There are so many exciting things in college life, and matching with a “like-minded” pre-major advisor is definitely one of the most important things! For incoming students, pre-major advisors will be the first to provide them with unique perspectives about College of William and Mary; in addition, their academic experience will certainly influence students’ major decisions in future. We believe that every student wants to match with a pre-major advisor who shares similar interests, but sometimes not everyone can get matched to desired advisors: I paired with the Professor in English Literature department though I am more interested in math. Therefore, maximizing the satisfaction degree between both students and advisors becomes the intention of this project.

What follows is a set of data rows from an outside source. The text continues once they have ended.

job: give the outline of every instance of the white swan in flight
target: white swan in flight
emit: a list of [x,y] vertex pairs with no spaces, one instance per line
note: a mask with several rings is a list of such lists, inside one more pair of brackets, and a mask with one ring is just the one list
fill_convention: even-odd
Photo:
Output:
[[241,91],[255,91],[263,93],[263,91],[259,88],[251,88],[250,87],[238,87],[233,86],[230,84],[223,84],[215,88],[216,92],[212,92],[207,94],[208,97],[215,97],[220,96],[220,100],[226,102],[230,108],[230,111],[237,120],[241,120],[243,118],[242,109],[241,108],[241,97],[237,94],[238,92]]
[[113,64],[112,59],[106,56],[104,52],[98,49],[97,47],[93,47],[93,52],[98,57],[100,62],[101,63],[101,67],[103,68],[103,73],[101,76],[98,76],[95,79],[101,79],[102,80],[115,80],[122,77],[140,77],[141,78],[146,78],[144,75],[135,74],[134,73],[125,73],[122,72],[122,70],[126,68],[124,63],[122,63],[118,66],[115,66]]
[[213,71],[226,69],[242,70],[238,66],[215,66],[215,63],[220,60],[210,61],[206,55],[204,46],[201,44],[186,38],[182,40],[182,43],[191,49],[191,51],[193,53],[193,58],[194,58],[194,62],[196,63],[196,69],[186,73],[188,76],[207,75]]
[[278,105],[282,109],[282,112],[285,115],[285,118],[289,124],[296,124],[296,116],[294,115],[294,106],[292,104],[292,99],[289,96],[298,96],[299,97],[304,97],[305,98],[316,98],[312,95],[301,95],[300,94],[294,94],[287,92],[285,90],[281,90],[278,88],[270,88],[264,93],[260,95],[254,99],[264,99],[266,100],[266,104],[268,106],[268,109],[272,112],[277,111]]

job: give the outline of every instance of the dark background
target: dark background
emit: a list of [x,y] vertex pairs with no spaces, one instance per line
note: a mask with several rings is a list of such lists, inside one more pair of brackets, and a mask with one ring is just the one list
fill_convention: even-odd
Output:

The goal of this research project is to use the linear operational model, specifically, the transportation problem algorithm to optimize the matching between freshman and pre-major advisors, and to maximize the satisfaction degree between these two groups (students who have specific interests toward certain majors are successfully assigned to advisors with the same indicated majors). The operational model can help the Office of Academic Advising (OAA) to improve the decision-making process and pairing between advisees and advisors. The results of the model can provide the optimal solution and enhance students’ educational experience by taking into the considerations of both groups’ specific interests, the number of advisees each advisor desires and the special population (transfer students, scholarship-sponsored students, undecided, red-flag students etc.).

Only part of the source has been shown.